Éclipsés par les milliardaires omniprésents sur la scène médiatique, les collectionneurs participent de manière tout aussi efficace à la vitalité de la scène artistique contemporaine. D’après une étude du ministère de la Culture menée en 2016, ils sont 39 % à suivre le travail d’une à cinq galeries en particulier, qu’ils soutiennent parfois financièrement, et les conseils de ces professionnels revêtent de l’importance pour les trois quarts d’entre eux. C’est en effet bien souvent entre les murs de ces enseignes qu’ils ont été initiés à la compréhension des œuvres et guidés vers de nouveaux artistes. Pour Catherine Issert, c’est le travail de longue haleine avec les artistes qui est clé dans la relation avec les acheteurs. « Cela fait 45 ans que j’entretiens un réseau de collectionneurs. Selon moi, ce lien qui nous unit passe par ma fidélité à des artistes, explique-t-elle.

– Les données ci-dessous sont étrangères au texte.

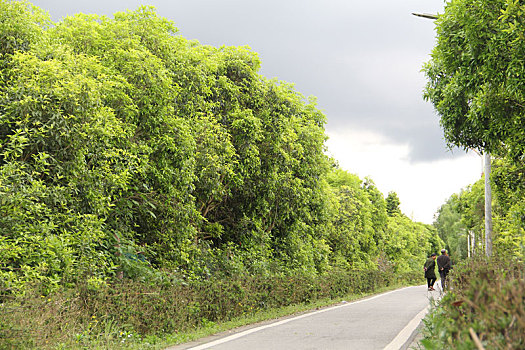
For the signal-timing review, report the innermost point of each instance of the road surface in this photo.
(385, 321)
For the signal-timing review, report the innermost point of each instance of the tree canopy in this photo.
(126, 149)
(475, 75)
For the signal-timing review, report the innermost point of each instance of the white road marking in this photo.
(406, 332)
(253, 330)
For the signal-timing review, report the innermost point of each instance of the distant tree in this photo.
(392, 204)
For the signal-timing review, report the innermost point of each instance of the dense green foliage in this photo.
(127, 151)
(131, 312)
(464, 213)
(476, 75)
(486, 302)
(476, 84)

C’est le cas de Jean-Charles Blais, dont je suis le travail depuis 1981 et qui réunit autour de lui aujourd’hui près de 600 collectionneurs », rapporte la galeriste, qui se félicite du succès remporté par l’exposition qu’elle présente actuellement à Saint-Paul-de-Vence.
Élargir la base
« Les collectionneurs peuvent commencer par acheter une petite pièce d’un artiste et se mettent à suivre son travail. Bien souvent, cela leur permet de tisser des liens très proches et de s’impliquer pour les soutenir, explique Nathalie Berghege, de la galerie Lelong. Le contact humain est toujours au cœur de notre activité, les événements que nous organisons sont l’occasion pour les collectionneurs de partager leur passion pour l’art avec d’autres. » À rebours, l’implication des collectionneurs peut aller plus loin et se traduire par le financement de publications ou de productions. « Nous devons réinventer notre métier, confie la galeriste Magda Danysz. Il se rapproche de plus en plus de celui de producteur de cinéma, et le collectionneur peut faire partie de ces montages. » C’est ce qui s’est produit pour l’exposition de Prune Nourry au musée Guimet, ou pour la série Shanghaï du photographe Erwin Olaf. Comment élargir la base des collectionneurs fidèles ? En parallèle d’une présence dans les foires, en point d’interrogation aujourd’hui, ou de ventes en ligne, face auxquelles les galeries sont inégalement armées, la crise liée au COVID a été l’occasion de remettre au cœur des discussions avec le ministère de la Culture et Bercy le prêt à taux zéro pour des achats d’œuvres d’art. Un dispositif qui existe déjà en Angleterre, en Belgique, en Australie et aux Pays-Bas. « Ce système serait un vrai soutien pour le marché, il a d’ailleurs pleinement prouvé son efficacité ailleurs. Il serait plafonné et permettrait aux collectionneurs moyens, qui sont en réalité le cœur du marché, de se faire plaisir en étalant la charge, tandis que les artistes seraient payés immédiatement », soutient Magda Danysz. Aux Pays-Bas, sa mise en place a déclenché 59 000 euros de ventes en moyenne par galerie : un succès.
L’ADIAF monte au créneau
Dans le contexte de la crise du COVID, les collectionneurs français ont souhaité unir leur voix pour porter un plan de relance de l’activité. L’ADIAF (Association pour la diffusion internationale de l’art français) – qui rassemble 400 collectionneurs d’art contemporain – et le Comité professionnel des galeries d’art défendent de concert une série de mesures auprès du ministère de la Culture et de Bercy, comme le prêt à taux zéro ou le maintien de mesures fiscales favorables pour l’acquisition d’œuvres par les entreprises. L’ADIAF a également annoncé qu’elle augmenterait d’un tiers son aide aux artistes nommés pour le prix Marcel Duchamp (10 000 euros au lieu des traditionnels 7500 euros), décerné chaque automne depuis 2000.